In 2015, an entire day of the festival was rained out. That also turned out to be the last Voodoo produced by Rehage, the festival’s founder.
Having previously acquired a majority ownership stake from Rehage, Live Nation and C3 took over Voodoo’s production in 2016. Don Kelly, a New Orleans-based lawyer who had been part of Rehage’s team, has in recent years served as Voodoo’s director.
Voodoo had been on a roll before the coronavirus pandemic. Total attendance for the three-day 20th anniversary in 2018, which featured Mumford & Sons, Travis Scott, Janelle Monae and the Arctic Monkeys, was reportedly 180,000. That was a 20% increase over the 2016 and 2017 totals of 150,000, and an even greater leap over previous years.
The 2019 Voodoo was hit by storms that damaged the grounds overnight.

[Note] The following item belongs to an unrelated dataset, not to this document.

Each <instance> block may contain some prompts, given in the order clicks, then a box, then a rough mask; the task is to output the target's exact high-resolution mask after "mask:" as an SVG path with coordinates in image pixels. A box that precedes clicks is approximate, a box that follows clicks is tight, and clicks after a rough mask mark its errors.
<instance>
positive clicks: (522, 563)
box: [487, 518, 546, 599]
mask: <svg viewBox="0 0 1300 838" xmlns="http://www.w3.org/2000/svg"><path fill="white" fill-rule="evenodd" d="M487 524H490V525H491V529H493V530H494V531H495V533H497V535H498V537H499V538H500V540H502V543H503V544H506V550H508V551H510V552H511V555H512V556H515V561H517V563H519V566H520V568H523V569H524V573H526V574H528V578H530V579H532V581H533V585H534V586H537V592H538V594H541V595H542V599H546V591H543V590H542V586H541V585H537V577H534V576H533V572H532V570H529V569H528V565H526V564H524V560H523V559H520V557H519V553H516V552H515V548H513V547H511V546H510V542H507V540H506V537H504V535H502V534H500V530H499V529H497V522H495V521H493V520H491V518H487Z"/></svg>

But performances by the likes of Guns N’ Roses, Post Malone, Brandi Carlile, the National and Beck went on as scheduled.
the bad omen
In December, Voodoo issued refunds to fans who had rolled over their tickets from the pandemic-canceled 2020 and 2021 festivals. The surprise refunds fueled speculation that the 2022 Voodoo would be called off.
Those suspicions have now been confirmed. Neither Kelly nor a C3 spokesperson responded to messages seeking comment on 2022’s cancellation and what it might mean for the future of the festival.
One person disappointed by Voodoo’s disappearance is Jeff Borne, also known as the Lord of Darkness. Borne’s company runs the Mortuary Haunted House on Canal Street and, for several years, gave Voodoo its Halloween flavor courtesy of frightful installations that grew more elaborate every fall.
Being involved with Voodoo “was a great experience,” Borne said. “It’s one of our favorite things to do. We’re disappointed that it’s not happening this year.”
His fall will be unusually quiet. The Scream Park, a scary, alternative amusement park that his company produced at City Park’s Scout Island, won’t return. He’ll focus instead on the Mortuary, which opens in September, then wait to see whether Voodoo comes back from the dead in 2023.
“I hope so,” Borne said. “It means a lot to New Orleans. But in the big picture, it’s not that big of a thing for C3 and Live Nation.”